Testemunhos credíveis existem, as fotos circulam, nenhuma dúvida é possível. Mas a imprensa utiliza o apagador, como o faz o jornal Le Monde, jornal para o qual passe-se o que se passar, a conclusão é sempre a mesma: “a responsabilidade russa é esmagadora”.
Que ela o seja em grande parte, é verdade. A questão da Crimeia é disso um testemunho. Mas será Putin o único responsável de uma situação que corre o risco de pode vir a transformar-se numa guerra civil? Como apagar a realidade do que aconteceu na praça Maidan onde tudo não se pode resumir a uma luta entre os revoltados por serem os amantes da justiça contra os que seriam apelidados de agentes contratados pelo ex-presidente? Porque não tem a televisão francesa utilizado o trabalho de investigação do canal de TV alemã ARD, segundo a qual muitos dos mortos de Maidan foram baleados por balas do seu próprio campo político?
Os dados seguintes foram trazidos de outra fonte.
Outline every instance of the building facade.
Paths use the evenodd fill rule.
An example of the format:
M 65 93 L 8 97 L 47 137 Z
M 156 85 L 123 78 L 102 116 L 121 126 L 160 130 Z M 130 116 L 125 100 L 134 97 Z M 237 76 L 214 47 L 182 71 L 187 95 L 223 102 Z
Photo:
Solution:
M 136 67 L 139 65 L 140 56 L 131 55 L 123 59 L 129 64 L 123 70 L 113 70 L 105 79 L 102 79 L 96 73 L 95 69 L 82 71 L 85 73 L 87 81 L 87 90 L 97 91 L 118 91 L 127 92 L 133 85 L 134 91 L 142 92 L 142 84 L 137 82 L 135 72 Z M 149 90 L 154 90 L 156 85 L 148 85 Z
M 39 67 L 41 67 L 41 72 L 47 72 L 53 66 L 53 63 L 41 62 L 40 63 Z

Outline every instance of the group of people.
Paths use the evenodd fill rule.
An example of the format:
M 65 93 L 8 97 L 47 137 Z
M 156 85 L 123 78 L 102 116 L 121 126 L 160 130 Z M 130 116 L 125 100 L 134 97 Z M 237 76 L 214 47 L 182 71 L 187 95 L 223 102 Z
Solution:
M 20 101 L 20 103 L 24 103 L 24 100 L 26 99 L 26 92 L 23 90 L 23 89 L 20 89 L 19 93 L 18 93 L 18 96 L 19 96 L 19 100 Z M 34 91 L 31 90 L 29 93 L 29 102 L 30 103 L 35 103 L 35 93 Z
Sem cair no discurso de Moscovo, que repete o combate antifascista da guerra mundial, como não nos inquietarmos com a presença de representantes ao mais alto nível de uma extrema direita que faria passar Jean-Marie Le Pen, para um animador de um clube de férias? Como não nos interrogarmos sobre um governo cuja primeira decisão foi a de atacar a situação da língua russa como a segunda língua do país? Quando fez marcha atrás, o mal já estava feito. Era tarde demais.
Desde então, a situação vai de mal a pior. Na parte oriental, a Rússia alimenta claramente elementos separatistas com os quais pode jogar. Em Kiev, eles são tratados de “terroristas”, como se a revolta da porção ocidental fosse respeitável e a do seu homólogo no leste fosse desprezível. Demagogia contra demagogia. Simplismo contra simplismo. Todas os golpes são permitidos. Até onde ?
No entanto, em França, os meios de comunicação apresentam esta situação de forma tão caricatural como o fizeram durante a dissolução da antiga Iugoslávia. Do mesmo modo que na época, havia a boa Bósnia e os bandidos sérvios, desta vez, há os bons ucranianos (pró-europeus mesmo quando eles são ultranacionalistas) e há os ímpios ucranianos (pró-russos e, portanto, também detestáveis como o são os soviéticos).
É o grande retorno do maniqueísmo e do raciocínio binário. A realidade nunca é discutida nas suas contradições. Ninguém quer ver que a UE e a OTAN estão a jogar um jogo tão perigoso como o faz a Rússia. Na rádio como na televisão, a história é resumida a um muito simples raciocínio: o inimigo público n º 1 é Putin.
Moral da história: aqueles que gozam com a doutrinação dos media de Moscovo fariam bem melhor porem ordem na sua própria casa.